W przypadku Elżbiety Podleśnej - inicjatorki akcji przeciwko TVP - dziennikarze weszli do Instytutu Psychiatrii i Neurologii. Kobieta nie chciała rozmawiać z ekipą "Wiadomości". Po tym, jak dziennikarze z "Gazety Wyborczej", TOK FM i TVN24 potępili atak na Magdalenę Ogórek, usunęła swoje konto z Facebooka.
- Czeka na mnie kolejna ekipa TVP. Czwarta dzisiaj. Po raz czwarty odmówiłam. Jaką mam mieć pewność, że się tu nie wedrą? Żadnej. Wiecie, jaki będzie ciąg dalszy? Nie wiecie? To pomyślcie - pisała Podleśna. Jej zwolennicy mają pretensje o brak solidarności i wsparcia do środowiska dziennikarzy antyrządowych, którzy odważyli się skrytykować napaść na Ogórek.
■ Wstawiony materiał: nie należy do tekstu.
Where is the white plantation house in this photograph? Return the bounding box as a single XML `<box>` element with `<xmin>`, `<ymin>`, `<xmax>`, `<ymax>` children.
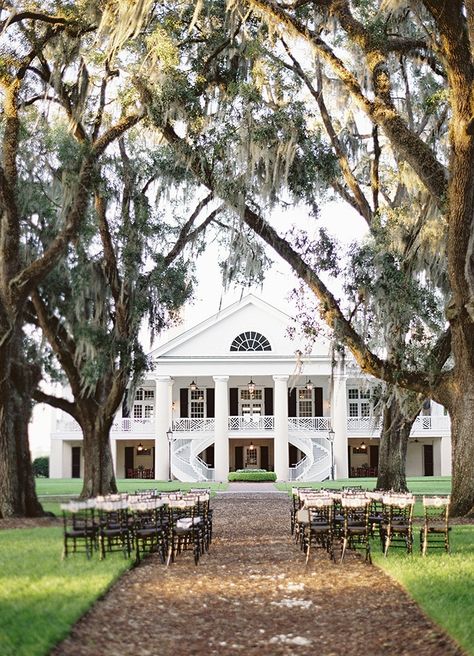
<box><xmin>50</xmin><ymin>295</ymin><xmax>451</xmax><ymax>481</ymax></box>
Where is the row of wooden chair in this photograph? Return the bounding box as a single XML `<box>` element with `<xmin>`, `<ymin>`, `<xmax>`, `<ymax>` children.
<box><xmin>62</xmin><ymin>490</ymin><xmax>212</xmax><ymax>564</ymax></box>
<box><xmin>291</xmin><ymin>488</ymin><xmax>450</xmax><ymax>562</ymax></box>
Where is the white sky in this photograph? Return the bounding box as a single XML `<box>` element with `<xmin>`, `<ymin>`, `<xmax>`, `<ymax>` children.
<box><xmin>30</xmin><ymin>202</ymin><xmax>367</xmax><ymax>458</ymax></box>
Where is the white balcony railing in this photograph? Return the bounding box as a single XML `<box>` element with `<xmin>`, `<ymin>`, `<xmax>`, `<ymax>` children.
<box><xmin>112</xmin><ymin>417</ymin><xmax>155</xmax><ymax>433</ymax></box>
<box><xmin>228</xmin><ymin>415</ymin><xmax>274</xmax><ymax>432</ymax></box>
<box><xmin>347</xmin><ymin>415</ymin><xmax>451</xmax><ymax>436</ymax></box>
<box><xmin>288</xmin><ymin>417</ymin><xmax>331</xmax><ymax>431</ymax></box>
<box><xmin>173</xmin><ymin>418</ymin><xmax>214</xmax><ymax>433</ymax></box>
<box><xmin>56</xmin><ymin>417</ymin><xmax>155</xmax><ymax>435</ymax></box>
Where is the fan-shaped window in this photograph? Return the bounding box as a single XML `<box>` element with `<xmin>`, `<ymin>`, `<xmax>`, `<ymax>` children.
<box><xmin>230</xmin><ymin>330</ymin><xmax>272</xmax><ymax>351</ymax></box>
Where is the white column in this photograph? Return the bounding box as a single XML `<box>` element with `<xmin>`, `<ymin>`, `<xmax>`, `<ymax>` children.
<box><xmin>49</xmin><ymin>438</ymin><xmax>63</xmax><ymax>478</ymax></box>
<box><xmin>273</xmin><ymin>376</ymin><xmax>290</xmax><ymax>481</ymax></box>
<box><xmin>110</xmin><ymin>437</ymin><xmax>117</xmax><ymax>478</ymax></box>
<box><xmin>155</xmin><ymin>376</ymin><xmax>172</xmax><ymax>481</ymax></box>
<box><xmin>213</xmin><ymin>376</ymin><xmax>229</xmax><ymax>481</ymax></box>
<box><xmin>331</xmin><ymin>363</ymin><xmax>349</xmax><ymax>478</ymax></box>
<box><xmin>440</xmin><ymin>435</ymin><xmax>452</xmax><ymax>476</ymax></box>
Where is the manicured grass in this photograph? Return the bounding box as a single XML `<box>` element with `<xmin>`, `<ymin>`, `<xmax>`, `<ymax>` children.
<box><xmin>276</xmin><ymin>476</ymin><xmax>451</xmax><ymax>495</ymax></box>
<box><xmin>0</xmin><ymin>527</ymin><xmax>133</xmax><ymax>656</ymax></box>
<box><xmin>372</xmin><ymin>525</ymin><xmax>474</xmax><ymax>656</ymax></box>
<box><xmin>36</xmin><ymin>478</ymin><xmax>228</xmax><ymax>497</ymax></box>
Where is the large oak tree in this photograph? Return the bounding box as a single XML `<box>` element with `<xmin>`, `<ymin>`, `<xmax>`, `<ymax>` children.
<box><xmin>0</xmin><ymin>2</ymin><xmax>142</xmax><ymax>516</ymax></box>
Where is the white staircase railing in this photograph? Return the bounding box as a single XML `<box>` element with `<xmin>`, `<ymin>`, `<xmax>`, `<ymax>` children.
<box><xmin>288</xmin><ymin>433</ymin><xmax>331</xmax><ymax>481</ymax></box>
<box><xmin>171</xmin><ymin>435</ymin><xmax>214</xmax><ymax>483</ymax></box>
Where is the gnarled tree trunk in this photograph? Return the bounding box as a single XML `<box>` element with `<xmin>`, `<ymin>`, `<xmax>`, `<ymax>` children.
<box><xmin>80</xmin><ymin>412</ymin><xmax>117</xmax><ymax>499</ymax></box>
<box><xmin>0</xmin><ymin>328</ymin><xmax>44</xmax><ymax>517</ymax></box>
<box><xmin>377</xmin><ymin>396</ymin><xmax>416</xmax><ymax>492</ymax></box>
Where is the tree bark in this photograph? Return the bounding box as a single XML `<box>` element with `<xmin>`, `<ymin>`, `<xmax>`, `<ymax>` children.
<box><xmin>80</xmin><ymin>402</ymin><xmax>117</xmax><ymax>499</ymax></box>
<box><xmin>445</xmin><ymin>344</ymin><xmax>474</xmax><ymax>517</ymax></box>
<box><xmin>0</xmin><ymin>328</ymin><xmax>44</xmax><ymax>517</ymax></box>
<box><xmin>377</xmin><ymin>396</ymin><xmax>416</xmax><ymax>492</ymax></box>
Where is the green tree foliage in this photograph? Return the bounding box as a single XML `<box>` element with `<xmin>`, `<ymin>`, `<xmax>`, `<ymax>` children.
<box><xmin>0</xmin><ymin>1</ymin><xmax>143</xmax><ymax>516</ymax></box>
<box><xmin>112</xmin><ymin>0</ymin><xmax>474</xmax><ymax>513</ymax></box>
<box><xmin>33</xmin><ymin>456</ymin><xmax>49</xmax><ymax>478</ymax></box>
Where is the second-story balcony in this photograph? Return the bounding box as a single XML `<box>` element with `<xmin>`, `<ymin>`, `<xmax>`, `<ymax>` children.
<box><xmin>172</xmin><ymin>414</ymin><xmax>331</xmax><ymax>437</ymax></box>
<box><xmin>347</xmin><ymin>415</ymin><xmax>451</xmax><ymax>437</ymax></box>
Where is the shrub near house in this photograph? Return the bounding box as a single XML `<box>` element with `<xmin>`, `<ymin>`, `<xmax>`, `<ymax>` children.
<box><xmin>228</xmin><ymin>469</ymin><xmax>276</xmax><ymax>482</ymax></box>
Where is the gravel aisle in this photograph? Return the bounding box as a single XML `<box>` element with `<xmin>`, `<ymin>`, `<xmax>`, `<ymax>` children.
<box><xmin>52</xmin><ymin>494</ymin><xmax>463</xmax><ymax>656</ymax></box>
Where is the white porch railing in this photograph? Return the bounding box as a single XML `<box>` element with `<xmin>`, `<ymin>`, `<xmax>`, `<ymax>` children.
<box><xmin>173</xmin><ymin>418</ymin><xmax>215</xmax><ymax>433</ymax></box>
<box><xmin>288</xmin><ymin>417</ymin><xmax>331</xmax><ymax>431</ymax></box>
<box><xmin>228</xmin><ymin>415</ymin><xmax>274</xmax><ymax>432</ymax></box>
<box><xmin>347</xmin><ymin>415</ymin><xmax>451</xmax><ymax>437</ymax></box>
<box><xmin>112</xmin><ymin>417</ymin><xmax>155</xmax><ymax>433</ymax></box>
<box><xmin>55</xmin><ymin>417</ymin><xmax>155</xmax><ymax>435</ymax></box>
Atak na Magdalenę Ogórek przed siedzibą TVP. Interweniowała policja
Zobacz fragment materiału "Wiadomości" z poniedziałku
Oburzenia materiałem "Wiadomości", demaskującym zwolenników opozycji, nie kryje opozycja i Rzecznik Praw Obywatelskich. - Jeżeli nie może tego robić nawet policja (chyba, że są wydane listy gończe), to tym bardziej takich metod nie może stosować telewizja, zwłaszcza publiczna - napisał Adam Bodnar.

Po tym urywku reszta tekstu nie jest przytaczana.